Countering Violent Extremism (CVE) online in the U.S. – Part 4 of 7

Parts #1, #2, and #3 of CVE online in the U.S. discussed the challenges of implementing a strategy to remove/curb the presence of extremist content hosted on ISP’s based in the U.S.  In Part #4, I’ll shift to a question I’ve not really heard anyone bring up:

4)     We’ve let al Qa’ida extremism drive our thinking on eliminating extremist content online.  What about other domestic groups that advocate extremism and host extreme online content?

As seen by recent events in Norway, extremism comes in many shapes and sizes. Recently in the U.S., there have been significant increases in right-wing, white supremacist, anarchist and separatist groups.  I wrote about this phenomenon a few months back and received the usual response of “who cares?”.

Despite these domestic groups being quite organized, well trained, well armed and equally extreme to al Qa’ida (AQ) in many ways, the media and society treat non-AQ extremism much differently.  Violence carried out by members of right-wing or supremacist groups quickly moves from media headlines and is often attributed to a “crazed man” rather than an organized movement.  Then there are gangs, which also advocate violence much in the same way as terrorist groups.  Would we pursue the elimination of domestic terror group or gang content with equal zeal to the way we pursue AQ-related extremist content?
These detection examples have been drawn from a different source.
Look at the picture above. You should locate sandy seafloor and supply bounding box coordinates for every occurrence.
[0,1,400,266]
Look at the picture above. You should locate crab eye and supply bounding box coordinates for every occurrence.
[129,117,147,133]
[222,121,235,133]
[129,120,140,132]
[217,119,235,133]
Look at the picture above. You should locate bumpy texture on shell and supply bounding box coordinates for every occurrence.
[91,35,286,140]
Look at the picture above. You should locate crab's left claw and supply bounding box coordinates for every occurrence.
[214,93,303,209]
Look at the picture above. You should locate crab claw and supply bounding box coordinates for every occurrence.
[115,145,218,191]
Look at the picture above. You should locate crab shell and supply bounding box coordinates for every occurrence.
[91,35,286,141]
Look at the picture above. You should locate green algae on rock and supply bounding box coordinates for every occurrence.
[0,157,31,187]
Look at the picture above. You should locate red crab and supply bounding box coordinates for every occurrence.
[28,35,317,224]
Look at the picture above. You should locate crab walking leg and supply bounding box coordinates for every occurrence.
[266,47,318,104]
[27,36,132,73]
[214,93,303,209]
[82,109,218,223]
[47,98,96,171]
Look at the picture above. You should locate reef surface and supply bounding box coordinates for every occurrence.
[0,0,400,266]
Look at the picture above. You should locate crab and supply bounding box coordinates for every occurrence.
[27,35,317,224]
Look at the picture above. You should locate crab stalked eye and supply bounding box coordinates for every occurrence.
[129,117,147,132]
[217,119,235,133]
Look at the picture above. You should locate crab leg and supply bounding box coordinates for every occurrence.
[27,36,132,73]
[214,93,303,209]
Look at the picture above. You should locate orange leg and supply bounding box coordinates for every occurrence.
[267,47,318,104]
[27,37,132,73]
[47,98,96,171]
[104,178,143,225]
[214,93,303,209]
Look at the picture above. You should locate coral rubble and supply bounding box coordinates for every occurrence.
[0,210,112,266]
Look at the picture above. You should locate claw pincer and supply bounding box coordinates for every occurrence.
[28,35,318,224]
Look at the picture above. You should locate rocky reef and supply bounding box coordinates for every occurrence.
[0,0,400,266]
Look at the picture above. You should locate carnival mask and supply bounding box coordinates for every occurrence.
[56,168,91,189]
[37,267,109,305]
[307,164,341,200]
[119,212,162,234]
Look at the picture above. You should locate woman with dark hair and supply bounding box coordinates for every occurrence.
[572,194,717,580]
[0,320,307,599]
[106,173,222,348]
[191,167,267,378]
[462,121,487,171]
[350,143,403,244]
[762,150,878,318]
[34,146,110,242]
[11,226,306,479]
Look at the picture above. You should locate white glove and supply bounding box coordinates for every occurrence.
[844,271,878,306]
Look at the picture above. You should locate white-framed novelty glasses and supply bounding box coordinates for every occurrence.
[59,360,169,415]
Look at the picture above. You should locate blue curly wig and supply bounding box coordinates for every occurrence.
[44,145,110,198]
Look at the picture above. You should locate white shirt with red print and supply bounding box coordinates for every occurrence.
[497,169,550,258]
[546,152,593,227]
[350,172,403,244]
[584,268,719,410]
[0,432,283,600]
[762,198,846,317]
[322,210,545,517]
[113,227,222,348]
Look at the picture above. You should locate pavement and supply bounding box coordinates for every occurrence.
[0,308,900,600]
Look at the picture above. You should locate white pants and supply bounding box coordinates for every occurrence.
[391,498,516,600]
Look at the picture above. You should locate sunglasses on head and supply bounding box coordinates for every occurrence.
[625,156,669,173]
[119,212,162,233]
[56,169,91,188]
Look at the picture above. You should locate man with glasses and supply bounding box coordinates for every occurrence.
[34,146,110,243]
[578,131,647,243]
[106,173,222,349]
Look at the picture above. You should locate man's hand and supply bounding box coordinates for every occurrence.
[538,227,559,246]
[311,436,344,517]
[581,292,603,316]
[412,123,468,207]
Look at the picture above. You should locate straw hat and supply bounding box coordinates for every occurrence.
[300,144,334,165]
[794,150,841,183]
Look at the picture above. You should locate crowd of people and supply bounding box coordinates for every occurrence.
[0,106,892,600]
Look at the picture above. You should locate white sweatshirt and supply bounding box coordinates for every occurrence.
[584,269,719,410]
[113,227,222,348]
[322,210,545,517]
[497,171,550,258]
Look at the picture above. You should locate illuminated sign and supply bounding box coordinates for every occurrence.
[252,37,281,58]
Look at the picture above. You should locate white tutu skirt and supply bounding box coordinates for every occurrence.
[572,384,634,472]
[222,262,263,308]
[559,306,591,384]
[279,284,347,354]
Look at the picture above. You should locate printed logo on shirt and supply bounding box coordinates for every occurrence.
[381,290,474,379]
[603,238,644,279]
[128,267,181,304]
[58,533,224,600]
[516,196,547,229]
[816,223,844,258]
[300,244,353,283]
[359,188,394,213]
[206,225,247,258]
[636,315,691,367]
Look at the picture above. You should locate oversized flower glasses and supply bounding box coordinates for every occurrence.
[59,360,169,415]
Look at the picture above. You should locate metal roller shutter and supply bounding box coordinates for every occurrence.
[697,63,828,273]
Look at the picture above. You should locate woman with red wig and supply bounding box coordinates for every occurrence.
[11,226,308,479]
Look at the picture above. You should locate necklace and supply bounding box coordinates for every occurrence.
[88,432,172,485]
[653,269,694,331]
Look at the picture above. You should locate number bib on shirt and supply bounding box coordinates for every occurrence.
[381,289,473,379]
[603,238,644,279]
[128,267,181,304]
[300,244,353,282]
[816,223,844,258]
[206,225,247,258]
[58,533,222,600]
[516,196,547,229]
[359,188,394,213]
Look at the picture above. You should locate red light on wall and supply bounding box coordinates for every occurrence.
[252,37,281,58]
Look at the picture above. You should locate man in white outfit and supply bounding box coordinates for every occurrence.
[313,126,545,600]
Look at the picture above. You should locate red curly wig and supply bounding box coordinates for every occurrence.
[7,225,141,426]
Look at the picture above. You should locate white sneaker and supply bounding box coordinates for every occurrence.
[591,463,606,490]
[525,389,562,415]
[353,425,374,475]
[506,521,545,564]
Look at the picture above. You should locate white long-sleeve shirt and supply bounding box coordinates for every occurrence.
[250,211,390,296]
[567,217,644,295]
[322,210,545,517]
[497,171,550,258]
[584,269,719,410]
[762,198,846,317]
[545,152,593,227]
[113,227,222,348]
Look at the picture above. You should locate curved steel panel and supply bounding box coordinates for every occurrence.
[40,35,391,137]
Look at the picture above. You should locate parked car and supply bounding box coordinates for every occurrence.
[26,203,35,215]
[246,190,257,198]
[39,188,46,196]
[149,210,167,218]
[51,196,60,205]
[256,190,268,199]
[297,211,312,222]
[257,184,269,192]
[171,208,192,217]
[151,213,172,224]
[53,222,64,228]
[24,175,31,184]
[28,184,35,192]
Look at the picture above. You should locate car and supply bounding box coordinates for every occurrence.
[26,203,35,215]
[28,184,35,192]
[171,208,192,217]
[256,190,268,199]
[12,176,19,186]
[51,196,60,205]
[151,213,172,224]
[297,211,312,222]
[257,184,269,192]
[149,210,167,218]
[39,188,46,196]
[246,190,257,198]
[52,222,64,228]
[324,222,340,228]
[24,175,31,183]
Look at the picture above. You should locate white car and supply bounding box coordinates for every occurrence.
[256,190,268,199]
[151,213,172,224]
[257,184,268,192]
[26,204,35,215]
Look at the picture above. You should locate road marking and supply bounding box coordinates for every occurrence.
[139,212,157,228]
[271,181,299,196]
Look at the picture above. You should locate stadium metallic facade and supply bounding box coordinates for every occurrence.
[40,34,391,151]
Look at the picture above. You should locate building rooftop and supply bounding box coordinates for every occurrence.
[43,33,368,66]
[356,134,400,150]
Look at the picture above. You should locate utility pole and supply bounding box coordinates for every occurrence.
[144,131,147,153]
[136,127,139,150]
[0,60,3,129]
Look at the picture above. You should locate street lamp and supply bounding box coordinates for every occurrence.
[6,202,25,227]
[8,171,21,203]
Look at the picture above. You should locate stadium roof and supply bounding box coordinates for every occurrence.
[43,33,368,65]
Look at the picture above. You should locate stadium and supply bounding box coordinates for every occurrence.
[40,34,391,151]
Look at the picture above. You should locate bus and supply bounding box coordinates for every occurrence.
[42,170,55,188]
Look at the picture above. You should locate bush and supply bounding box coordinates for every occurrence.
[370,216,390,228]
I think fairly instituting a policy of extremist content removal requires a balanced application of policy across all types of extremist groups.  It’s easy to police AQ websites because no one in the States will come to their defense.  However, the extremist content of right-wing, anarchist, and supremacist groups will likely use freedom of speech defenses to protect their content.  How would we handle these domestic groups that fight back against content removal?

Eliminating websites for many domestic extremist groups will play directly into their ideological justifications and enhance their recruitment.  These groups would see content removal as a violation of freedom of speech, expansion of government, etc.  Again, I’m taking this a bit far. But, I grew up in the Midwest and was exposed at an early age to some very extremist thinking (that was never followed up on).   While most of these groups are harmless, their rhetoric and websites can be strikingly similar to very serious extremist groups like AQ.  Just in the past few years I’ve heard political figures say things like “Separating from the Union” or  “Reload”.  While I don’t see these as serious extremist views advocating separatism or violence, it would be challenging to determine where the line between serious and silly resides.